Нонна вопросительно посмотрела на мужа, но ничего не сказала. Тот прошел в спальное помещение, отдернув занавесь, служившую перегородкой внутри античного дома вместо привычных нам дверей, и быстро вернулся оттуда с большим ларцом, пересыпал его содержимое в пару средних размеров мешков – получилось два с половиной килограмма денег в обоих – и передал их Зенону со словами:
– Вот, ровно 500, можешь посчитать.
– Пишу расписку?
– Да. Нонна, сходи за одним из соседей, который не спит, пусть подпишется, как свидетель. Зенон, если меня не станет, отдашь деньги брату…
Когда все формальности были завершены, а деньги перенесены в дом Зенона, купцы отправились к Нимфану.
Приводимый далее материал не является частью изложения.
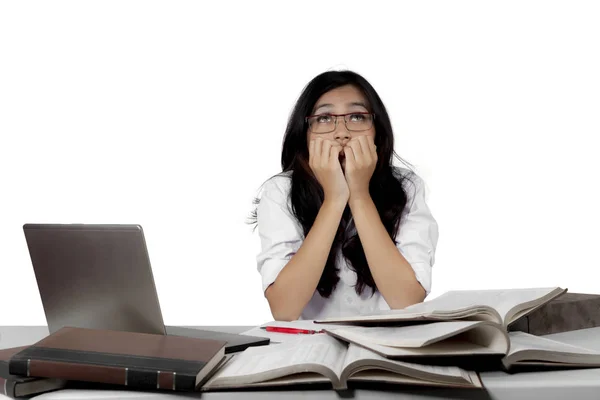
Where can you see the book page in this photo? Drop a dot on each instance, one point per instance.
(286, 337)
(502, 300)
(404, 336)
(521, 341)
(361, 357)
(256, 364)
Они не боялись потревожить его, ибо богач вел жизнь совы, гуляя по ночам и редко просыпаясь ранее полудня – разве что только по коммерческой надобности. Дома его не оказалось, заспанный привратник-раб пояснил, что почтенный человек уехал в расположенный недалеко от Мир город Суру гадать по рыбе.
Феофан горько усмехнулся:
– Сколько его знаю, все по каким-то оракулам да прорицалищам разъезжает – то в Летоон, то на Делос; собственного городского ему мало. И не боится человек счастье прогадать!
– Да оно у него такое, что его за триста лет ни протратишь, ни прогадаешь. А мне и без гадания ясно, что дело мое – погибель. А что, – Зенон вновь обратился к рабу-привратнику, – давно ль господин уехал и как скоро будет дома?
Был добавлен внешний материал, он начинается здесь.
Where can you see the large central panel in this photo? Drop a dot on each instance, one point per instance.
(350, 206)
– Уехал 12 дней назад. Вчера прибыл нарочный с приказом ожидать, но господин не прибыл…
– Где ж он запропал? – спросил Феофан.
– Кто ведает помыслы господина? – загадочно ответил раб и затворил дверь.
– Что же делать? – спросил потерянный Зенон.
– Ждать. Пока можем еще день себе это позволить. Раз нарочный все же был, может, и приедет.
– А если нет?
– Видно будет…
На том друзья расстались, дойдя до итинерариума в ста метрах от «Фиников». Им повезло – на следующий день Нимфан торжественно вернулся в Патары из Сурского прорицалища, где существовала интересная мантическая практика. В местном храме Аполлона у его восточной стены бил источник, с помощью которого жрецы предсказывали любопытствующим будущее. Для этого вопрошатель должен был бросить храмовым рыбам разных пород десять мясных шариков, изжаренных на вертеле, и в зависимости от того, как и какие рыбы обходились с предложенным угощением, жрецы-толкователи выносили вердикт насчет будущего, которое ожидало клиента. Нимфан заплатил щедро, и жреческие рыбы в очередной раз «наплавали» ему и дом полную чашу, и Сатурнов век, и любовь бескрайнюю, и деньгу непереводимую – в общем, все то, что он сам и хотел, как обычно, услышать.
По этой вот причине обращение к нему Зенона и Феофана он радостно воспринял, как начало исполнения пророчества, и под нещадные проценты предоставил Зенону возможность избежать рабства и еще раз попытать счастья. Приободрившийся Зенон только и мог сказать Феофану:
– Твоего благодеяния я до смерти не забуду.
– Оставь. Дай Бог, чтоб у тебя все было хорошо.
Уже через день они оба отправились в Александрию за зерном для ненасытного Рима.